Indeed, conditions bode well for productivity going forward because a lot of attention is being paid to it by players like software publishers, scientific researchers, and developers of data processing and hosting to raise productivity levels for others. All the money that is being spent to compete in the AI arms race will surely pay off in productivity gains and profitability.
Productivity is a magical concept. It’s that dark matter which can at times make a big difference as to whether the economy is heading north or south. Adhering to Say’s law that supply creates its own demand, one might agree with me that the rise in the labour force, combined with the one in productivity led to another steep rise 5.9% (saar) in wages and and salaries for workers, furnishing consumers with the the spending power to buy goods and services, which incidentally also rose 5.9%.
Inflation Accelerated
Unfortunately, the productivity boom was unable to contain the inflationary pressure stemming from the persistent strength of consumer demand. The core personal consumption expenditures deflator (PCED). a number the Fed watches closely, accelerated at a greater-than-expected 3.7% (saar) in Q1/24 compared to 2.0% in Q4 and 2.0% in Q3 of last year. From the standpoint of inflation, this flare-up is the worst thing that could have happened to confidence for it challenged the deflationary story. Nonetheless, the disinflation trend remains intact. Core PCED inflation continued to moderate on a y/y basis to 2.9%; and on Friday morning, the Bureau of Economic Analysis (BEA) printed a 0.3% increase in the PCE price index, both core and headline, matching expectations, with the former registering a y/y gain of 2.8%.
The Financial Markets Took a Hit
The combination of slower growth and hotter inflation was enough to send a stagflationary shudder through bond markets.
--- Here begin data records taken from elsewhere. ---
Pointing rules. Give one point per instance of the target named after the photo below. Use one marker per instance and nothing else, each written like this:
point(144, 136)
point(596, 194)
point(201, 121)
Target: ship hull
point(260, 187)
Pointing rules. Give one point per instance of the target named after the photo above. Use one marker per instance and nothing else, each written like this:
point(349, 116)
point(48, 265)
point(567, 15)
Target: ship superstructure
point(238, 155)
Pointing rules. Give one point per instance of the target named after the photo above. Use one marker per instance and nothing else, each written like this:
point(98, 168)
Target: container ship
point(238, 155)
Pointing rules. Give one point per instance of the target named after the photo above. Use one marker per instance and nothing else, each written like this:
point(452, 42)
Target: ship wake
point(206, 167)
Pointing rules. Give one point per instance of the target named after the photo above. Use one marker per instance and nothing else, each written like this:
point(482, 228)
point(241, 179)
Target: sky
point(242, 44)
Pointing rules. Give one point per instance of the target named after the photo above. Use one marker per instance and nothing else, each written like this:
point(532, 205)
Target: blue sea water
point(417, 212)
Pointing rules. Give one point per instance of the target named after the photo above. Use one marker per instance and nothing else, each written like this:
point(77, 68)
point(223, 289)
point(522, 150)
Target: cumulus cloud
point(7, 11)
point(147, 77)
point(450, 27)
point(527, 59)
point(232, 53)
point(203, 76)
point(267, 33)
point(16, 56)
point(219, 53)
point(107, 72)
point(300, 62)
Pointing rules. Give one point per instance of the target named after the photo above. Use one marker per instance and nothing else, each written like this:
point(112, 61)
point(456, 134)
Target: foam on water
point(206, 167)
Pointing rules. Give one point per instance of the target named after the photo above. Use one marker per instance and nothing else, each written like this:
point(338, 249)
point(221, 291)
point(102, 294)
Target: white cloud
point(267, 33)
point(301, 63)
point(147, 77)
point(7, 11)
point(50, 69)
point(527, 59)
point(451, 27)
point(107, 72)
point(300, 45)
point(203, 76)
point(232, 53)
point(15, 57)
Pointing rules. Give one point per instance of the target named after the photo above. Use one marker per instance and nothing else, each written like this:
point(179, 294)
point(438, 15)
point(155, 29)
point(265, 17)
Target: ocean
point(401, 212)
In this connection, the yields on 2-year Treasuries touched 5.00% as traders pushed back on rate pricing to December. I don't want to give investors a false sense of security, but the stagflation fear is probably a “bridge too far.” It perhaps explains why it did not spook the U.S. dollar or gold. markets, which held their ground, suggesting that we should not worry too much about these two data points, which most economists had anticipated a month ago anyway. The thing is that neither the ongoing performance of employment nor productivity have collapsed, suggesting that there is no evidence a recession is in our midst. As a matter of fact, the initial estimate of Q2 GDP growth calculated by the Atlanta Fed is 3.9%. This number will come down. Yes, the pace of economic activity is bound to fall toward an annual rate of around 1.75%. Ultimately consumer spending will weaken now that the personal savings rate was only 3.2% in March - the lowest point in years - at a time when supply of the working-age population is shrinking.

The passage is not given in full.